Powerful Heroines

Emily Carlisle, Hannah Gretz share their favorite female Disney characters


Megara:Emily Carlisle

There is one movie I could watch every day and never get tired of—Disney’s “Hercules.” When I tell people this, they are often confused as it is not the most popular Disney film. However, there is one big reason why I keep coming back to this movie. 

Megara, Meg, is a character whom I have always been able to relate to. I have always been stubborn and sarcastic, but when I put my mind to something it gets done, which is why I feel like Meg and I share some characteristics. 

Hercules came out in 1997, the same year as the Fox Animation classic “Anastasia.” Within the same year, two movies featuring strong, capable females were released. As a young girl, these were my two favorite movies because I could see my stubborn self in these women. Although Meg is not an official Disney princess per se, she is the heroine of the story. 

When Meg is first introduced she says “I’m a damsel. I’m in distress. And I can handle this.” By introducing her with such sarcasm, she is portrayed as self-sufficient and strong-willed, which is not always the case with Disney princesses. Meg gives up her life for someone she loves, showing strength and bravery. 

From that moment on it was her “duty” to serve Hades even when the man she sold her soul for left her for another woman. Despite being heartbroken, she keeps her word for a while and although it is not the most rewarding job she understands the consequences.

Her life changes when she meets Hercules, a common theme within Disney movies, but this story has more to unfold. As she and Hercules interact more and fall in love, Hades discourages this and reminds her that is what got her in the situation in the first place. He drains Hercules’ powers with the promise that he will keep Meg safe. Meg knows that what she did was wrong and begs Hercules not to give up his powers for someone who has done nothing but hurt him. 

When Meg is not kept safe, she is willing to die for Hercules so he can save Olympus, helping him complete his duty. Hercules, of course, saves the day and they live happily ever after. 

Megara’s actions may not seem very heroic compared to other princess’s duties, but when you take the time to think about it, her personal sacrifices took a lot of courage and inner strength. She gave up her freedom and almost her life for the people she loved. She did not fight for her country or go stop a giant angry lava monster, but she chose love even after being burned by it. Her duty was to be strong and love, even when times are tough. That’s why I still admire her even as a junior in high school.

Ariel:Hannah Gretz

Of the official, but debatable, list of 12 Disney princesses—which includes Cinderella, Aurora, Ariel, Belle, Mulan, Rapunzel, Pocahontas, Snow White, Jasmine, Tiana, Merida and Moana it is no secret Ariel possesses and deserves the highest ranking of recognition and praise. While Cinderella, Belle and Mulan may be the iconic working women of the Disney princess franchise with their well-known stories, Ariel should not be overlooked.

From its debut in 1989, “The Little Mermaid” stole the hearts of children, adolescents and adults for decades to come. With her passion, determination and willpower, Ariel defied the odds and became who she wanted to be: a human. 

Not only does Ariel begin as the only non-human princess, but she repeatedly took on the personal duties she assigned to herself in order to defy what her father wants from her as a mermaid. 

Despite her father’s wishes, Ariel perseveres and does not back down, creating her own fantasy and refusing to give up while doing so. Throughout the film, Ariel puts on her “game face” to tackle every duty and challenge that comes her way, despite how hard it is on her and her dream to abandon the life that was created for her. Ariel’s optimistic attitude provided her with the hope and joy that push her transition from follower to leader. 

Not only does Ariel define ambition and the importance of following your dreams through her own goals and tasks, she beautifully (and iconically) teaches young girls about optimism, confidence and the importance of seeking new adventures. 

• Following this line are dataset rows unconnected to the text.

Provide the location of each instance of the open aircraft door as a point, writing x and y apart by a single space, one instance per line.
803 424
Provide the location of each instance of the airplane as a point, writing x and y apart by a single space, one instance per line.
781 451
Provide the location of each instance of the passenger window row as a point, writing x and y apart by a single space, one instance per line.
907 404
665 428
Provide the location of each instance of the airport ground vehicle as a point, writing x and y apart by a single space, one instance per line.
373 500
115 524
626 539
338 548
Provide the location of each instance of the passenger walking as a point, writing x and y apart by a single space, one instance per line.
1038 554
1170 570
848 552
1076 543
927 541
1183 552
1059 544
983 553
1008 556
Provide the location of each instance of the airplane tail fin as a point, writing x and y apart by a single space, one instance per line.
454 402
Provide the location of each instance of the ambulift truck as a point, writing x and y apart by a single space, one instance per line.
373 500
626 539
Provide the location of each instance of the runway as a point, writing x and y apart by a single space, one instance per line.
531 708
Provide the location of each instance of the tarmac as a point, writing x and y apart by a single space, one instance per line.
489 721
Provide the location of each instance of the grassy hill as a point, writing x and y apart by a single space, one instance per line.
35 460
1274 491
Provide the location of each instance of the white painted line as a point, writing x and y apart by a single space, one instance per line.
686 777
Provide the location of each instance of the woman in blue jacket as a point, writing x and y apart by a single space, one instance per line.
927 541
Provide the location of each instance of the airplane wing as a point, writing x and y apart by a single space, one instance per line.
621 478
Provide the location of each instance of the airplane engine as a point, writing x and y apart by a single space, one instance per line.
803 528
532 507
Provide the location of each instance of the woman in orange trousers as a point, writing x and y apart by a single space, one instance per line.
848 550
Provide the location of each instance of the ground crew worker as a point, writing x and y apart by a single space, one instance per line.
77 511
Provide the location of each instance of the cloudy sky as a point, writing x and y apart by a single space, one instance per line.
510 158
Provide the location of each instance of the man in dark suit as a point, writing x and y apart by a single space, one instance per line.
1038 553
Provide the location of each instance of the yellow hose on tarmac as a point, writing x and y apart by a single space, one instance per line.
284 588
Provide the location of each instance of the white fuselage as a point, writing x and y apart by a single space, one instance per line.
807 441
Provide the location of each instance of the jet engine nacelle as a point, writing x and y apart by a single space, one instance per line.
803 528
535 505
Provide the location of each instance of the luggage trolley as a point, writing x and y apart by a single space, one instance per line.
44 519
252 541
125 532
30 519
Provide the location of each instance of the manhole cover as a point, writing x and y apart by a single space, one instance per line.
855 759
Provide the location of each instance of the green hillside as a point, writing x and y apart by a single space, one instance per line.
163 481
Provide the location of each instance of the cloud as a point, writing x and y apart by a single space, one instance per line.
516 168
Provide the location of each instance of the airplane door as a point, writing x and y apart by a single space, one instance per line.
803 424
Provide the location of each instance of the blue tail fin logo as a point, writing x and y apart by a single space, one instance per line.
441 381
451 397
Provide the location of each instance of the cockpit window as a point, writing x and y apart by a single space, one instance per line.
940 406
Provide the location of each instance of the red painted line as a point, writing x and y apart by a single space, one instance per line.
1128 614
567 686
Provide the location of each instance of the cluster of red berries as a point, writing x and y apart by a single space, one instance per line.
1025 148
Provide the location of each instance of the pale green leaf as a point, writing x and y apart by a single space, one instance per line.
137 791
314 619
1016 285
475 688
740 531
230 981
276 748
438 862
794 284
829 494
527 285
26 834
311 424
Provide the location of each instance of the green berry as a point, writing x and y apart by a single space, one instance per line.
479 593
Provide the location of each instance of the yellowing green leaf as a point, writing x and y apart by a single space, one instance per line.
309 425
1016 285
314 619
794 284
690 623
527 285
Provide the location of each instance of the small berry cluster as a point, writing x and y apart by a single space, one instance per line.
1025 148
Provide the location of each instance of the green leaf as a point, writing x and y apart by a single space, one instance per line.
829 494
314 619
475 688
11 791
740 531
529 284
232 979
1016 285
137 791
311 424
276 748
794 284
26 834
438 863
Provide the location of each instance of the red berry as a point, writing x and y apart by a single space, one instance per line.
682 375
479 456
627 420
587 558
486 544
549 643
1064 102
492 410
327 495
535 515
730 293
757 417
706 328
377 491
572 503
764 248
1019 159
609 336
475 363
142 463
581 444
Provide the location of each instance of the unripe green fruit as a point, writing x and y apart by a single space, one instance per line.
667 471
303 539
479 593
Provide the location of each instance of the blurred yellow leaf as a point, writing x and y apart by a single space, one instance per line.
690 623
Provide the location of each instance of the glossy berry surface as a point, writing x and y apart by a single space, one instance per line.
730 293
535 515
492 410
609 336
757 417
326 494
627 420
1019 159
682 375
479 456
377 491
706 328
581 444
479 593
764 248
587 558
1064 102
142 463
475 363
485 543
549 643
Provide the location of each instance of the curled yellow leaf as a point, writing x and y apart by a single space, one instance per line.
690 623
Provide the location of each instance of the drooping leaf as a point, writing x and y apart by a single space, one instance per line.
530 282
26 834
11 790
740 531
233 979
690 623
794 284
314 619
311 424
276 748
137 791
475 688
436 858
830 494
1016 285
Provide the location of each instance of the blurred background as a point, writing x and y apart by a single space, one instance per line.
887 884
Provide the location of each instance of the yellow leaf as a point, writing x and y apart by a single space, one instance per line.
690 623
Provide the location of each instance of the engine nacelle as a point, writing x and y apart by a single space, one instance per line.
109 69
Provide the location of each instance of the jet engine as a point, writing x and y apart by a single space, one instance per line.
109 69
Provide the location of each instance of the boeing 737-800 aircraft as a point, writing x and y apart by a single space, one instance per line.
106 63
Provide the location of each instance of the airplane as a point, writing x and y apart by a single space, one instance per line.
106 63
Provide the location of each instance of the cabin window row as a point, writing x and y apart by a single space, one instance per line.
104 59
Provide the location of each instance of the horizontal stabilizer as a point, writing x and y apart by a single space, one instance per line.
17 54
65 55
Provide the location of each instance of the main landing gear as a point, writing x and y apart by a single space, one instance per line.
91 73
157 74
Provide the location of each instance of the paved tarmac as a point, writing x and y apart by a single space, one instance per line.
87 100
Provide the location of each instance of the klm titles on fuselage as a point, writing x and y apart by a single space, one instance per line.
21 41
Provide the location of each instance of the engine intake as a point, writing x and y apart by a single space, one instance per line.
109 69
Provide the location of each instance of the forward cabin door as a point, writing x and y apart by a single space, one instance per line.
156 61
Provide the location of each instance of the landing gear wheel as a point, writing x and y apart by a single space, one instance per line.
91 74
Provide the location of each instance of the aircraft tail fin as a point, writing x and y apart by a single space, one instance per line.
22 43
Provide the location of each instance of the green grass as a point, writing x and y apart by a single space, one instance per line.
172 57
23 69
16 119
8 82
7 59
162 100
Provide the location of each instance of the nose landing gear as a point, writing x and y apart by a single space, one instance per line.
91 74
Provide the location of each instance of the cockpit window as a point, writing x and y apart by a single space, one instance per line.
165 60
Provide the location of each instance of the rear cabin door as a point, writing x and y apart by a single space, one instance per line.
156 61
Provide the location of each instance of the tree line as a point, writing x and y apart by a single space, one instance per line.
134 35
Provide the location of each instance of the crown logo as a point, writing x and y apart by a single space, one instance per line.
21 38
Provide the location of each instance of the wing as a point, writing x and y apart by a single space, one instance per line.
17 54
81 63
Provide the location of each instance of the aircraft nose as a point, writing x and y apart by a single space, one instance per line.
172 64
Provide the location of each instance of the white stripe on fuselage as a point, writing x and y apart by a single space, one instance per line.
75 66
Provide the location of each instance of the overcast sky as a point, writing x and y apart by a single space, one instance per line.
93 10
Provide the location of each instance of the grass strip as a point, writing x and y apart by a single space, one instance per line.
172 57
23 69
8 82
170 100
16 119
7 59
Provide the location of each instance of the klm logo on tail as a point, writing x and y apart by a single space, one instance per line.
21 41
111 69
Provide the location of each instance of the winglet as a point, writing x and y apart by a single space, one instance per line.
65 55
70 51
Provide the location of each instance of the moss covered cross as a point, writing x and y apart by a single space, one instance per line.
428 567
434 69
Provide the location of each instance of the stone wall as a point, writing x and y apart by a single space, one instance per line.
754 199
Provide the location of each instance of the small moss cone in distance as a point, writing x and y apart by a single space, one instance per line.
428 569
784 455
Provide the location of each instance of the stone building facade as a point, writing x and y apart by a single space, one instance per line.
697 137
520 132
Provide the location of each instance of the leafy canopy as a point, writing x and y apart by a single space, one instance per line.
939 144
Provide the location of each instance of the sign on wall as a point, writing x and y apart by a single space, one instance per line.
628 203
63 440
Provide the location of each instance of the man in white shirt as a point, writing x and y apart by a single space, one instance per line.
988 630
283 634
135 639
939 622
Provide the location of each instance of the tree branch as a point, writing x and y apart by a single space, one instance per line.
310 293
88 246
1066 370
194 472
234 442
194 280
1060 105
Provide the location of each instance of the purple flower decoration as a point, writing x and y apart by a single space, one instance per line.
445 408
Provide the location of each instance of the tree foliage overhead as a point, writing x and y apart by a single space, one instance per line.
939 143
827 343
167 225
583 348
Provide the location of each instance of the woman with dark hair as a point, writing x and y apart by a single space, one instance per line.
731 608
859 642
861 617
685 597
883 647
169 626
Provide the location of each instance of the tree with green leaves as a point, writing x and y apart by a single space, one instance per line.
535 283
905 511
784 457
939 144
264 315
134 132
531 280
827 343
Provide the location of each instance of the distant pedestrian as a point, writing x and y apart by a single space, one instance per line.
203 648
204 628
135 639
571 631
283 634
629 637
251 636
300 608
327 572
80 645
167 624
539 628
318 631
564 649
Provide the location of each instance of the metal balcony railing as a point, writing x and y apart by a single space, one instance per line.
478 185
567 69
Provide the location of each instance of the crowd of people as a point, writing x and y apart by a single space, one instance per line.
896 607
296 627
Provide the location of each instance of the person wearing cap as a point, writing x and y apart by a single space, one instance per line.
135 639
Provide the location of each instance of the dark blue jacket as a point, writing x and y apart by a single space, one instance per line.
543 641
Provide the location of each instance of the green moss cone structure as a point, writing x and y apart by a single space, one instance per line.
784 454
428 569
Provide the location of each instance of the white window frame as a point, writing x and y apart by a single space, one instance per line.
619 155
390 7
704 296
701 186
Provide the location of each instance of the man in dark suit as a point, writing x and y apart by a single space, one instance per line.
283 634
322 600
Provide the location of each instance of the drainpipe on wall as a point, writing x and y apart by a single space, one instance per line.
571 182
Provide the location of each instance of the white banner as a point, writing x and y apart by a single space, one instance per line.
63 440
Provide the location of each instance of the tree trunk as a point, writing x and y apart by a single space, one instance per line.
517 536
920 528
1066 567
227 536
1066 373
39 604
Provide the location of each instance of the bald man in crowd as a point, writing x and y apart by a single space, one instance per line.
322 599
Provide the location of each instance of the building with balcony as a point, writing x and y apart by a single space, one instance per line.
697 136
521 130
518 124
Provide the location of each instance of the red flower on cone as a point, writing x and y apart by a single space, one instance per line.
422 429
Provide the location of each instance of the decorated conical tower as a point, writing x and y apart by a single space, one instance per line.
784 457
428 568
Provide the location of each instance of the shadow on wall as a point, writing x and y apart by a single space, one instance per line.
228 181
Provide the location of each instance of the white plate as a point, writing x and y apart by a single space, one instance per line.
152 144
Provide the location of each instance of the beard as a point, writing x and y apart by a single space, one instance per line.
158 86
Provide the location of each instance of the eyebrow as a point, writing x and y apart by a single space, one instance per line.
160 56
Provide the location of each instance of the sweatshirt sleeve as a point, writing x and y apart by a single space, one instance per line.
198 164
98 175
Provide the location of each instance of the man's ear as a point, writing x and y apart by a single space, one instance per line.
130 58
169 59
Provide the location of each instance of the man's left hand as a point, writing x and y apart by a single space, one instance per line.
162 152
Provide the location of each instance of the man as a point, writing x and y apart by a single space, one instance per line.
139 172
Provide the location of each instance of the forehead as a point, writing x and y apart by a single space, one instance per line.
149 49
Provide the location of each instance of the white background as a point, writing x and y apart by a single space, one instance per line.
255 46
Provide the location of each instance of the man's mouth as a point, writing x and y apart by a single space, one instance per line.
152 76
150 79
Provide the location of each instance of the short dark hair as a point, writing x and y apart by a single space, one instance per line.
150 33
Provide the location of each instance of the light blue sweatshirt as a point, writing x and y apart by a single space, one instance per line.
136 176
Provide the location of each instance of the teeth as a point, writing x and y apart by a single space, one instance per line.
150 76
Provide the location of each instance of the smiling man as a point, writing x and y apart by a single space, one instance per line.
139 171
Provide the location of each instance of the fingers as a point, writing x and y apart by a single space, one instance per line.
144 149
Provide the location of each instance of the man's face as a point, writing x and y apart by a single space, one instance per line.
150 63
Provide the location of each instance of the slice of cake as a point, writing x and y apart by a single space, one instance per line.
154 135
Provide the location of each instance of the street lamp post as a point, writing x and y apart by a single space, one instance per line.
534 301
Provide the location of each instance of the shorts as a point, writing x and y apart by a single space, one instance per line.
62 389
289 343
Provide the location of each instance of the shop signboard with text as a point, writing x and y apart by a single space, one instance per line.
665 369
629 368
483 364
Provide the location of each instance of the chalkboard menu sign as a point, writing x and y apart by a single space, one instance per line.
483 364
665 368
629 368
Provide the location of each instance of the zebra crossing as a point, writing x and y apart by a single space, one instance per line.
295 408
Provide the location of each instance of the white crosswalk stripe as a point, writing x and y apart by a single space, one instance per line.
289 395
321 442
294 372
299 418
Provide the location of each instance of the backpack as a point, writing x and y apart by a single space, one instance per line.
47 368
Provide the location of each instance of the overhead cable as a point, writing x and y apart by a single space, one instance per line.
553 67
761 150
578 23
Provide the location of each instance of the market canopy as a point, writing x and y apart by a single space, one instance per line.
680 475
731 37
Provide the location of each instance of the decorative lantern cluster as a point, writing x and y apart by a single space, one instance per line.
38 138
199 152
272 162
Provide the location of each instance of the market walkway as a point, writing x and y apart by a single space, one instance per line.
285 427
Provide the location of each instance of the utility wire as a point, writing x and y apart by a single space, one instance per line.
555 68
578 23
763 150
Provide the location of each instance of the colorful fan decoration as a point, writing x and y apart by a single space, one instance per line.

Others looked down on Ariel and judged her for not choosing to take the conventional, expected path that was mapped out for her. As the king’s daughter, Ariel was expected to follow mermaid duties and protocol. In fact, the description of the film describes Ariel’s father as controlling through the set of rules that were identified as “forbidden.” However, despite the consistent negativity and problematic situations she faced, Ariel was able to disregard the voices telling her she was not accomplishing her duties as the king’s daughter and dream about her own goals. 

Furthermore, Ariel proved everyone else wrong as she later achieved the dream she had worked so fearlessly for. With (Ariel’s) goals in mind, I can admit Ariel made poor choices along the way, but she refused to abandon what she set out to do. As a princess, she displayed humility, growth and ultimate happiness as she continued to achieve her personal self-acclaimed job: to get the guy and become a human. 

Due to Ariel’s optimistic, driven personality, she accomplished tasks and overcome obstacles, leading her to reach her dreams and become who she wanted to be: a human princess.